On March 1st 2014 British recorder player Piers Adams and I met in the lounge of the Dan Eilat
Hotel, where the “Red Priest” Baroque Ensemble had given two performances at the Eilat Chamber Music Festival. Members of the ensemble are Julia Bishop-violin, Angela East-‘cello, David Wright-harpsichord and Piers Adams-recorder.
PH: Piers Adams, where did you grow up?
Piers Adams: I was brought up in the Home Counties of England and I now live in the historic town of Lewes in Sussex.
PH: When did you start playing the recorder?
PA: Not that early – when I was about ten in school classroom lessons. Then I had a music teacher at my secondary school who was a big admirer of David Munrow and had all his recordings. Just after David Munrow died, the teacher started an early music group at the school. We had a chest of crumhorns and some wonderful old instruments. He picked me out and suggested I join the group. He was very inspirational, actually, and it is because of him that I am where I am now.
PH: Did you study music at university?
PA: No. I studied physics at university and only then went on the Guildhall School of Music to do a year of post-graduate early music. Then I had private recorder lessons in Italy with Kees Boeke. (He had been one of Frans Brüggen’s students). Not an extensive training; the rest I learned “on the job”. I think my main training was listening to Frans Brüggen recordings in my teens; that is how I got the sound and the feel of the recorder.
PH: In “Venetian Carnival” and “Handel in the Wind” you were playing a huge range of recorders.
PA: I play a lot of recorders. Some of them, the keyed instruments, are modern recorders with a larger sound. This is very important as we play in bigger concert halls than in Baroque times. Some of these were made by Dutch recorder-builder Adriana Breukink. She has developed an instrument which is a kind of hybrid. It has the bore of a Renaissance instrument. Renaissance recorders had a bigger sound than Baroque recorders, when dimensions got smaller and became more refined. So she has taken the model of the Renaissance recorder and added to it and maximized it; she has done some clever tricks with it. She calls it the “Eagle” recorder. They take a lot of work to control them, but they are rewarding and sound very good.
PH: Well, the “Red Priest” performances of Baroque music we heard at the festival are not what you would call mainstream.
PA: I guess not. We have actually got quite used to it now, but it seems that not everybody else has.
PH: Does your approach come under fire from the more conservative listener?

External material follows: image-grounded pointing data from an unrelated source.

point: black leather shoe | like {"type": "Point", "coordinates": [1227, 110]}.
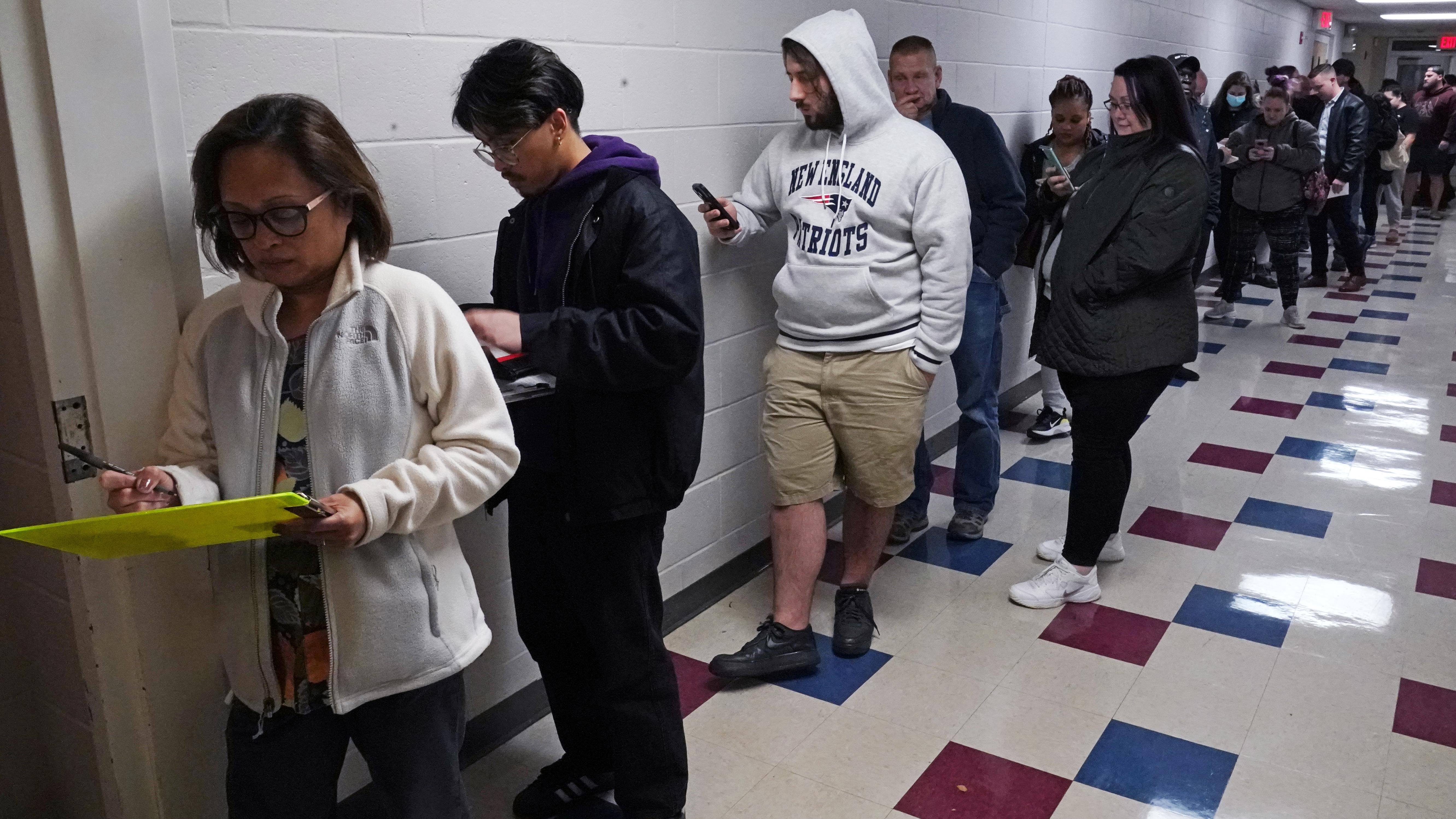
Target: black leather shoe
{"type": "Point", "coordinates": [560, 786]}
{"type": "Point", "coordinates": [854, 622]}
{"type": "Point", "coordinates": [777, 650]}
{"type": "Point", "coordinates": [905, 527]}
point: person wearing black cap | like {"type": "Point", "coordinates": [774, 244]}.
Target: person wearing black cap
{"type": "Point", "coordinates": [1208, 146]}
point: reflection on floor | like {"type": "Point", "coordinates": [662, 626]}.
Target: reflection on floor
{"type": "Point", "coordinates": [1279, 644]}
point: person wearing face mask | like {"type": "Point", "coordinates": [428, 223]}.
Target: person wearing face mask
{"type": "Point", "coordinates": [1071, 136]}
{"type": "Point", "coordinates": [1234, 107]}
{"type": "Point", "coordinates": [1272, 156]}
{"type": "Point", "coordinates": [1122, 316]}
{"type": "Point", "coordinates": [996, 220]}
{"type": "Point", "coordinates": [325, 370]}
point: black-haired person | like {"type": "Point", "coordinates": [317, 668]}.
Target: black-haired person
{"type": "Point", "coordinates": [1071, 136]}
{"type": "Point", "coordinates": [1272, 156]}
{"type": "Point", "coordinates": [1343, 143]}
{"type": "Point", "coordinates": [1235, 105]}
{"type": "Point", "coordinates": [324, 370]}
{"type": "Point", "coordinates": [1122, 316]}
{"type": "Point", "coordinates": [998, 201]}
{"type": "Point", "coordinates": [1410, 123]}
{"type": "Point", "coordinates": [598, 281]}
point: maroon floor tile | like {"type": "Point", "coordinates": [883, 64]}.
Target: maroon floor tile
{"type": "Point", "coordinates": [1426, 712]}
{"type": "Point", "coordinates": [1288, 368]}
{"type": "Point", "coordinates": [1443, 492]}
{"type": "Point", "coordinates": [964, 783]}
{"type": "Point", "coordinates": [1231, 457]}
{"type": "Point", "coordinates": [1315, 341]}
{"type": "Point", "coordinates": [695, 684]}
{"type": "Point", "coordinates": [1266, 406]}
{"type": "Point", "coordinates": [1180, 527]}
{"type": "Point", "coordinates": [1109, 632]}
{"type": "Point", "coordinates": [944, 481]}
{"type": "Point", "coordinates": [1436, 578]}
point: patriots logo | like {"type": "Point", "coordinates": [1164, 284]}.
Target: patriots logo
{"type": "Point", "coordinates": [834, 203]}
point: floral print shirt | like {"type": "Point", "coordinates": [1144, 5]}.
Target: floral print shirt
{"type": "Point", "coordinates": [300, 638]}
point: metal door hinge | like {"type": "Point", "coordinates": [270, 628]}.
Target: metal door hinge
{"type": "Point", "coordinates": [73, 428]}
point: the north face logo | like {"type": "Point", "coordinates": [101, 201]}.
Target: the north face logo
{"type": "Point", "coordinates": [357, 335]}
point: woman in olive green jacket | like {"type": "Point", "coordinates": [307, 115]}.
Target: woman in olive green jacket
{"type": "Point", "coordinates": [1122, 316]}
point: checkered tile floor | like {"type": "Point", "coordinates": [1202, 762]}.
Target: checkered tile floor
{"type": "Point", "coordinates": [1279, 644]}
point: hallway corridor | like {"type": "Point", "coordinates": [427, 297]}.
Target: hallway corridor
{"type": "Point", "coordinates": [1279, 644]}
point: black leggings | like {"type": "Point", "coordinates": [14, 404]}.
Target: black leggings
{"type": "Point", "coordinates": [1283, 229]}
{"type": "Point", "coordinates": [1107, 412]}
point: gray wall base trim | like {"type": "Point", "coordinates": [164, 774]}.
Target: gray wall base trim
{"type": "Point", "coordinates": [497, 725]}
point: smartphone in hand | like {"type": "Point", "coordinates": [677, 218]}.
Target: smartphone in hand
{"type": "Point", "coordinates": [713, 203]}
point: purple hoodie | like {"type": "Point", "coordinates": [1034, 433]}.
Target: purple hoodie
{"type": "Point", "coordinates": [551, 216]}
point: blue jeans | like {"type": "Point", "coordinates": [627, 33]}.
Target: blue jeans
{"type": "Point", "coordinates": [978, 377]}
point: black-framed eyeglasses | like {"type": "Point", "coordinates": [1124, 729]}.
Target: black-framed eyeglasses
{"type": "Point", "coordinates": [504, 156]}
{"type": "Point", "coordinates": [289, 220]}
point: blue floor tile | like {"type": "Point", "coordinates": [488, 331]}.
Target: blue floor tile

PA: Occasionally. People are entitled to their own opinion and even not to like our performance, but most people realize that what they are coming to hear is not going to be mainstream. We are quite happy with the 95% of positive reviews. There have been people who miss the point of what we are doing and see us as not serious, that we are messing around, but the truth is that we take our performance very seriously. You can even take your humor seriously. I think you can guess that In the Baroque period people were funny; they were wild, wacky and trying things out. They would go through such a range of emotions even as they performed: every moment had to be different and surprising things would happen all the time. You have got to imagine yourself in the mood of that day, rather than looking at it like in a glass case in a museum and thinking at that is how it has to be played and that it will never change from that. What was really was about was changing things and taking people by surprise and jarring an emotional response from them. We do use some humor but we use a lot of other things as well.
PH: When is it a good interpretation and when is it over the top?
PA: That is a hard question to answer because we try to be totally free but try to preserve a core in everything we do. If we let everything go wild, I think we would lose it. So we try to keep to 60% or 70% of what we consider to be hard core Baroque playing, with the rhetorical devices, ornamentation etc. For the other 30% we can just do our own thing. It is hard to say; we do start with the music and then we think about what to do with it, how to present something different. We try lots and lots of different things but what we decide on is definitely suggested by the music. Take, for example, “The Potter’s Vessel” from “Messiah”; we started it really slowly and then sped it up a lot, just like a gypsy piece. I think that when you are translating a large-scale piece to a smaller ensemble, you will end up with a very pale imitation of it if you do not do something different with it.
PH: Do you ever change you take on a work after a while?
PA: Sometimes, but we are more interested in moving on and doing new pieces. There is a huge amount of work to get to this stage and, as we do so much from memory, it is hard work to put in a tiny change.
PH: In rehearsing, is the input from all of you?
PA: Yes it is, so rehearsal is a messy affair with lots of arguments, and occasionally storming out if people’s ideas not being taken seriously!
PH: How often do you rehearse?
PA: With a new project coming up we will rehearse a couple of times a week for a month or two. It has taken us around six months to put the new “Händel in the Wind” program together.
PH: In what kinds of venues do you perform? And in what countries?
PA: A complete mix. Because we obviously have a slight crossover appeal we will end up in theatres where we are the only classical music act, but sometimes we are in very mainstream classical series; it can be anything and everything. We never quite know. We do some 30% to 40% of performances in England, 25% in Europe, particularly in Germany and Italy, we usually do to USA concert tours a year and maybe once a year to the Far East. So it is quite busy!
PH: How long has “Red Priest” existed?
PA: We have been going for 17 years. David Wright is our third harpsichordist. Our first unfortunately died very young, our second harpsichordist played with us for ten years but decided he wanted a quieter life and we linked up with David three years ago.
PH: Do you teach?
PA: Not at the moment. I have in the past but decided to give it up when the group got going.
PH: Piers, your work with Red Priest is most thought-provoking. Many thanks for the interview and for sharing your ideas.